Ordering Numbers, How Hard Can It Be?
Suppose that you are a programmer, and that you have two numbers. You want to
know which number, if any, is larger. Now, if both numbers have the same type,
the solution is trivial in almost any programming language. Usually there is
even a dedicated operator, <=
, for this operation. For example, in Python:
>>> "120" <= "1132"
False
Oh. Well technically those are strings, not numbers, which typically are
lexicographically sorted.
Then again, they are numbers, just represented using strings. This may seem silly
but it’s actually a common problem in user interfaces, e.g. a list of files.
This is why you want to zero-pad your numeric filenames (frame-00001.png
), or use lexicographically
order-preserving representations, such as ISO 8601
for dates.
But I digress, let’s assume our numbers really are represented using numeric
types. Then indeed it is easy, and <=
just works:
>>> 120 <= 1132
True
Or does it?
Mixed-type integer comparisons
What if the two numbers you are comparing do not have the same type? Your
first approach might be to just use <=
anyway, for example in C++:
std::cout << ((-1) <= 1u) << "\n"; // Outputs 0.
Oh. C++ automatically promoted -1
to an unsigned int
which caused
it to wrap around to the maximum value (which is obviously bigger than 1
).
Well at least a modern compiler will warn you by default, right?
$ g++ -std=c++20 main.cpp && ./a.out
0
Great. Yet another reason you should not forget to turn on warnings (-Wall -pedantic
).
Let’s try Rust:
let x: i32 = -1; let y: u32 = 1;
println!("{:?}", x <= y);
error[E0308]: mismatched types
--> src/main.rs:4:22
|
4 | println!("{:?}", x <= y);
| ^ expected `i32`, found `u32`
|
help: you can convert a `u32` to an `i32` and panic if the
converted value doesn't fit
Well at least it doesn’t silently miscompile… The suggested solution is horrible though. There’s no reason to panic at all. The most efficient solution here is to promote both values to a type that is a superset of both. For example:
println!("{:?}", (x as i64) <= (y as i64)); // Outputs true.
But what if there’s no type that’s a superset of both? At least for integer
types this is not a problem. For example there is no type in Rust that is
a superset of i128
and u128
. But we do know that an i128
fits in an
u128
if it is non-negative, and if it is negative, it is always smaller:
fn less_eq(x: i128, y: u128) -> bool {
if x <= 0 { true } else { x as u128 <= y }
}
All of this is quite error prone, and frankly annoying. Cross-integer type
comparisons are always cheap, so I don’t see a good reason why the compiler
doesn’t automatically generate the above code. For example on Apple ARM the
above for i64 <= u64
compiles to three instructions:
example::less_eq:
cmp x0, #1
ccmp x0, x1, #0, ge
cset w0, ls
ret
We really should automatically be doing the right thing here, instead of pushing people to hand-written conversions that may or may not be correct, or worse, silently generating wrong code. C++20 at least introduced new integer comparison functions for cross-type integer comparisons, but the regular comparison operators are still just as dangerous.

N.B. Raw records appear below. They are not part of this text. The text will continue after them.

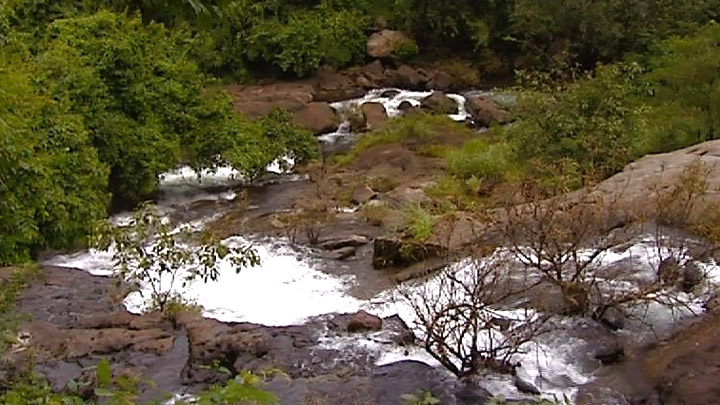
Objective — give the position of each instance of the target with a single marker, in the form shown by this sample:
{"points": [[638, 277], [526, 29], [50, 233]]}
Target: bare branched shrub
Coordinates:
{"points": [[564, 238], [461, 323]]}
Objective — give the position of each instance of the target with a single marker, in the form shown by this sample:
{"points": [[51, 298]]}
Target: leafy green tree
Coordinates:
{"points": [[602, 30], [685, 80], [590, 128], [52, 184], [149, 250]]}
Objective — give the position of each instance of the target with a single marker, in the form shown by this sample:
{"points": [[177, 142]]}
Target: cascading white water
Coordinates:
{"points": [[289, 286], [390, 98]]}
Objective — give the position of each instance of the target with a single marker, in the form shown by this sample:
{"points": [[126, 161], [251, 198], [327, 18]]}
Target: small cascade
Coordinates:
{"points": [[391, 99]]}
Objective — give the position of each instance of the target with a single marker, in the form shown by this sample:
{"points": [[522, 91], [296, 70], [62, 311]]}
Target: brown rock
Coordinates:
{"points": [[485, 112], [352, 240], [375, 115], [392, 251], [318, 117], [375, 73], [362, 194], [362, 321], [332, 86], [439, 103], [383, 44], [407, 77]]}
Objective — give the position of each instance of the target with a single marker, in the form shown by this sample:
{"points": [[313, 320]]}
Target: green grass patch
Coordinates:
{"points": [[430, 129], [480, 158], [419, 223], [9, 291]]}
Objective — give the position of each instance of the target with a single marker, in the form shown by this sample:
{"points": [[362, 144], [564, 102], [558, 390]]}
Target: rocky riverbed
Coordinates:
{"points": [[294, 312]]}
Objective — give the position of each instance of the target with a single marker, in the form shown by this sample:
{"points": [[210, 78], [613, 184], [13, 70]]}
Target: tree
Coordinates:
{"points": [[52, 183], [461, 318], [148, 250]]}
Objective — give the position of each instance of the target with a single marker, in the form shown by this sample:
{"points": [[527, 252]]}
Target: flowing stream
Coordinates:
{"points": [[289, 286]]}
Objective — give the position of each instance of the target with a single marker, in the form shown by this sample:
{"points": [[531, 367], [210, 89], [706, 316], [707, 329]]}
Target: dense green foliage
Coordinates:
{"points": [[585, 129], [102, 104]]}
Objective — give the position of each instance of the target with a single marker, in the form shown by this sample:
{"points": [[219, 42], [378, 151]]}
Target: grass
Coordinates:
{"points": [[429, 128], [419, 223], [9, 291]]}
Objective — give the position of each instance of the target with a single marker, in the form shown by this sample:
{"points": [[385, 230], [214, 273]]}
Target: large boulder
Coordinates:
{"points": [[439, 103], [393, 251], [375, 115], [332, 86], [385, 43], [486, 112], [407, 77], [257, 101], [362, 321], [317, 117]]}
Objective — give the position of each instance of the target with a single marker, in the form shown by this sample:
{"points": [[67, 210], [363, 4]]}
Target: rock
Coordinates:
{"points": [[485, 112], [439, 103], [375, 115], [640, 180], [440, 80], [390, 381], [613, 318], [692, 275], [362, 194], [405, 106], [524, 386], [257, 101], [712, 304], [390, 93], [404, 196], [383, 44], [399, 331], [610, 354], [375, 73], [668, 270], [471, 393], [352, 240], [407, 77], [393, 251], [342, 253], [331, 86], [318, 117], [362, 321]]}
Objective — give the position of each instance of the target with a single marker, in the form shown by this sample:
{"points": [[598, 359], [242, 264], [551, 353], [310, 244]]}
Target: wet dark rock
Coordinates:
{"points": [[399, 332], [411, 377], [362, 194], [362, 321], [613, 318], [525, 387], [375, 115], [486, 112], [390, 93], [439, 103], [471, 393], [383, 44], [393, 251], [692, 275], [332, 86], [669, 270], [344, 241], [408, 77], [610, 353], [342, 253], [712, 304]]}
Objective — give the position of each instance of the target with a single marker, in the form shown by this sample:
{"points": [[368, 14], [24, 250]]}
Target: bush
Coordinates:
{"points": [[52, 183], [480, 159]]}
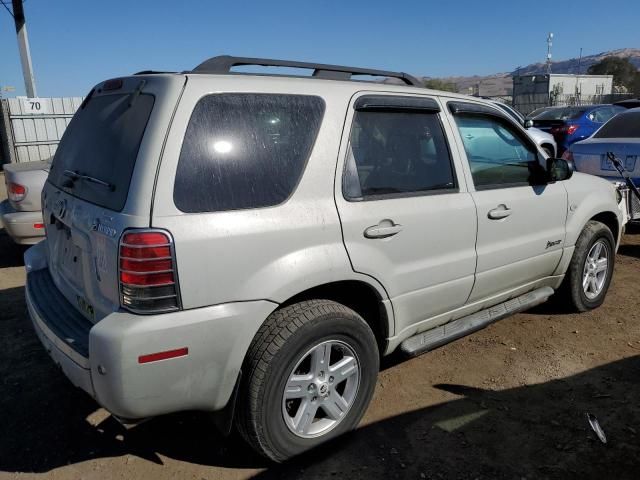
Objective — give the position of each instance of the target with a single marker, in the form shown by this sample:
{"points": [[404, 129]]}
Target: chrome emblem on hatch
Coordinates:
{"points": [[60, 208], [96, 226]]}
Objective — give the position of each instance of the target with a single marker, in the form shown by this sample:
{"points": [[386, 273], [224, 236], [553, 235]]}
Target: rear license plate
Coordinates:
{"points": [[629, 163]]}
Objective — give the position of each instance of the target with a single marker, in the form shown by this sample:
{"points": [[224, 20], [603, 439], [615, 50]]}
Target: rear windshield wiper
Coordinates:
{"points": [[79, 176]]}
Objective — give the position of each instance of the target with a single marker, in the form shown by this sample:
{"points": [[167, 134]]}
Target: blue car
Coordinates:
{"points": [[572, 124], [620, 136]]}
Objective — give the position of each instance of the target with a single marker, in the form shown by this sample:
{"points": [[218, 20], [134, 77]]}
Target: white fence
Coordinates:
{"points": [[30, 129]]}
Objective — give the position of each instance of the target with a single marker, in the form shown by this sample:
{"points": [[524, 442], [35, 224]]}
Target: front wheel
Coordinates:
{"points": [[591, 268], [310, 374]]}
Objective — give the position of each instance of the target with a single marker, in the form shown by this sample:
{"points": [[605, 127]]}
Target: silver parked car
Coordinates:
{"points": [[21, 213], [252, 245], [621, 136]]}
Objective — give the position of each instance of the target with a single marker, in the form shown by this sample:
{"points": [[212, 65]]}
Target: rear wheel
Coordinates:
{"points": [[310, 374], [591, 267]]}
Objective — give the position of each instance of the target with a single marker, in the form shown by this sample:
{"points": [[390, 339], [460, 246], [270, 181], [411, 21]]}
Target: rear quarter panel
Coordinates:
{"points": [[588, 197]]}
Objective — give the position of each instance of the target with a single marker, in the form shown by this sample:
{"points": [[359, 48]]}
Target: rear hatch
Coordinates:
{"points": [[101, 183], [590, 156], [554, 119], [621, 136]]}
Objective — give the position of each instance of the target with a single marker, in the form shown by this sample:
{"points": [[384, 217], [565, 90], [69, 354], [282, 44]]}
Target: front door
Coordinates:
{"points": [[407, 218], [521, 218]]}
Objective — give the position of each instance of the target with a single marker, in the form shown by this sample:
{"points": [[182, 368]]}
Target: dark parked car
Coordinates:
{"points": [[621, 135], [571, 124]]}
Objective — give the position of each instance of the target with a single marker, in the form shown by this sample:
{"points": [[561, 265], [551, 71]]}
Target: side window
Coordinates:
{"points": [[601, 115], [498, 155], [396, 152], [245, 150]]}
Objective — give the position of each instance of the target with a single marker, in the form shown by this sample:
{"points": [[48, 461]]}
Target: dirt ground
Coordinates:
{"points": [[507, 402]]}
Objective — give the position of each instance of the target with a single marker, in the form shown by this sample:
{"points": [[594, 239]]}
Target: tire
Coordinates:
{"points": [[289, 343], [573, 290]]}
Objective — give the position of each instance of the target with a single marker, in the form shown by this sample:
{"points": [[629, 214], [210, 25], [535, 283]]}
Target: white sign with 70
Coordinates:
{"points": [[35, 106]]}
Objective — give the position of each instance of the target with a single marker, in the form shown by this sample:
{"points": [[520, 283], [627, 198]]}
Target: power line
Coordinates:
{"points": [[7, 8]]}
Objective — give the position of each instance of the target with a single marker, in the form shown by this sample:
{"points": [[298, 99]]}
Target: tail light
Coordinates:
{"points": [[568, 155], [148, 278], [16, 192]]}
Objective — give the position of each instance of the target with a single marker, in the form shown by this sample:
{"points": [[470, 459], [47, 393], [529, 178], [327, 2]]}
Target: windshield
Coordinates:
{"points": [[626, 125], [564, 113], [95, 158], [511, 112]]}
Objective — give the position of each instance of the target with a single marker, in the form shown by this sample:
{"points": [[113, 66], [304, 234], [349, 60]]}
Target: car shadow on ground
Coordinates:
{"points": [[537, 431], [629, 250]]}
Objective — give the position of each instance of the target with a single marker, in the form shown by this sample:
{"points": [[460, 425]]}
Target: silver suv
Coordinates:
{"points": [[251, 245]]}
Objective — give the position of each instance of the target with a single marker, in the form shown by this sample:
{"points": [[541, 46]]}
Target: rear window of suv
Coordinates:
{"points": [[566, 113], [626, 125], [102, 142], [245, 150]]}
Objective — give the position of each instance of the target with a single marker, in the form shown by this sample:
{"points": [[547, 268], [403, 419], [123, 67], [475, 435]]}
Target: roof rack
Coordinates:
{"points": [[224, 63]]}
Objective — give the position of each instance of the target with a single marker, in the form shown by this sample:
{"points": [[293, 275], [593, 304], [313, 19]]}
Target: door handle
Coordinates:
{"points": [[501, 211], [386, 228]]}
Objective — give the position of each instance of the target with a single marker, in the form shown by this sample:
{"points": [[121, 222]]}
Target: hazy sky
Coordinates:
{"points": [[77, 43]]}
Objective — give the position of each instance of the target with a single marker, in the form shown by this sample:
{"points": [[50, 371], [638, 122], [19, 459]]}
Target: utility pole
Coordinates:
{"points": [[549, 45], [23, 46], [580, 62]]}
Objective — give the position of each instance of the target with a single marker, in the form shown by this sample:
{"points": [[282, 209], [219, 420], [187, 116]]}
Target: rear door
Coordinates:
{"points": [[86, 203], [521, 220], [406, 215]]}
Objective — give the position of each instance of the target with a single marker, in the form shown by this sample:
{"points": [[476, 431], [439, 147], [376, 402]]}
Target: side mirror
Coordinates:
{"points": [[559, 169]]}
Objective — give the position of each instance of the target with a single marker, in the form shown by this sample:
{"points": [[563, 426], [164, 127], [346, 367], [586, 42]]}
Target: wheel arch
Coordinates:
{"points": [[360, 296], [610, 219]]}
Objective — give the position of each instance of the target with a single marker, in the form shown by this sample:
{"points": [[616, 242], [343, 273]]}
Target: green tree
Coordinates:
{"points": [[438, 84], [625, 74]]}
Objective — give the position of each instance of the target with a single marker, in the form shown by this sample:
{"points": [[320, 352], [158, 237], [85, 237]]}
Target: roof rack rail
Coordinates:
{"points": [[224, 63]]}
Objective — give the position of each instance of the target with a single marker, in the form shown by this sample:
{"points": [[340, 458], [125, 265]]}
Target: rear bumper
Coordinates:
{"points": [[20, 225], [217, 339]]}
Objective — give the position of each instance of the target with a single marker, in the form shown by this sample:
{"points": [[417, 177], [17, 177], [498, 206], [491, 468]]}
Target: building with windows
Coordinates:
{"points": [[543, 90]]}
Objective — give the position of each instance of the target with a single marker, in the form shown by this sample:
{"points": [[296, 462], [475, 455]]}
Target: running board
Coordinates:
{"points": [[436, 337]]}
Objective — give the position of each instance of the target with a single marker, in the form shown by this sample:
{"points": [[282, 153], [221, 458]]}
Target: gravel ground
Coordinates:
{"points": [[507, 402]]}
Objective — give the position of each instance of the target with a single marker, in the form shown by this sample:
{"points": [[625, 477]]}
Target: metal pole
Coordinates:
{"points": [[549, 44], [23, 46]]}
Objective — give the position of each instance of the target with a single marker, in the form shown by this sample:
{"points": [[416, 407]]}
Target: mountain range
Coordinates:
{"points": [[501, 84]]}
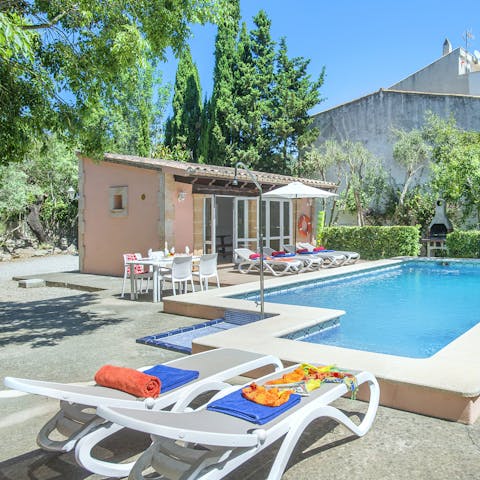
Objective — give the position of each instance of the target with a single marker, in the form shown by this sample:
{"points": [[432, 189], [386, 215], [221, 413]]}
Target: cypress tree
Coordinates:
{"points": [[245, 119], [294, 94], [263, 58], [184, 127], [222, 104]]}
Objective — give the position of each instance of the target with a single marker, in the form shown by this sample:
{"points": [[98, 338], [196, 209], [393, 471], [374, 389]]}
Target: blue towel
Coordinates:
{"points": [[234, 404], [171, 377]]}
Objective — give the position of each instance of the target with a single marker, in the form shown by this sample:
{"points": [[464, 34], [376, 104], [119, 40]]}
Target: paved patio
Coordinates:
{"points": [[66, 334]]}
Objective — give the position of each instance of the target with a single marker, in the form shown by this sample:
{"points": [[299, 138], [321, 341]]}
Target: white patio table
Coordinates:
{"points": [[156, 264]]}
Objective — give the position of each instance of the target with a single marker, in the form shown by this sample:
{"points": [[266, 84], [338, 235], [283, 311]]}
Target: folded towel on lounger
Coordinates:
{"points": [[171, 377], [282, 254], [236, 405], [128, 380]]}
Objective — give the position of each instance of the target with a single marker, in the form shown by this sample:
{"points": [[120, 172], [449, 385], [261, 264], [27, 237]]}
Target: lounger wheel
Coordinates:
{"points": [[71, 422]]}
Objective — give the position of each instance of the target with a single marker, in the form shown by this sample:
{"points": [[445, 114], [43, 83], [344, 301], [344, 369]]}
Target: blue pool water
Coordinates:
{"points": [[413, 310]]}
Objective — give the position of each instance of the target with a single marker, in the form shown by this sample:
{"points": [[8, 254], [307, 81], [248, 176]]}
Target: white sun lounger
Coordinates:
{"points": [[276, 267], [330, 259], [310, 262], [73, 421], [352, 257], [204, 444]]}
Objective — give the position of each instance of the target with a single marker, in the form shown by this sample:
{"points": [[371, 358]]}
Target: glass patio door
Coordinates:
{"points": [[245, 214], [277, 226], [209, 224]]}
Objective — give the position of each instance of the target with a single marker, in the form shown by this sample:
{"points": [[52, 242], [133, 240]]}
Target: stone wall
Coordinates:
{"points": [[369, 119]]}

Floating point numbers are exact
Before we dive into mixed-type floating point comparisons, we have to do a quick refresher on
what floating point is. When I say floating-point, I mean the binary floating
point numbers defined in the IEEE 754
standard, in particular binary32
(also known as f32
or float
), and binary64
(also known as f64
or double
). The latest version of the standard has
DOI 10.1109/IEEESTD.2019.8766229.
IEEE 754 refresher
This floating point format has various warts, but the reality is that the machine
you’re reading this on almost surely uses it as its native floating point
implementation. In this format a number consists of one sign bit, $w$ exponent
bits and $t$ trailing mantissa bits. For f32
we have $w = 8$ and $t = 23$,
for f64
we have $w = 11, t = 52$. There is also an exponent bias $b$, which is
$127$ for f32
and $1023$ for f64
, which is used to get negative exponents.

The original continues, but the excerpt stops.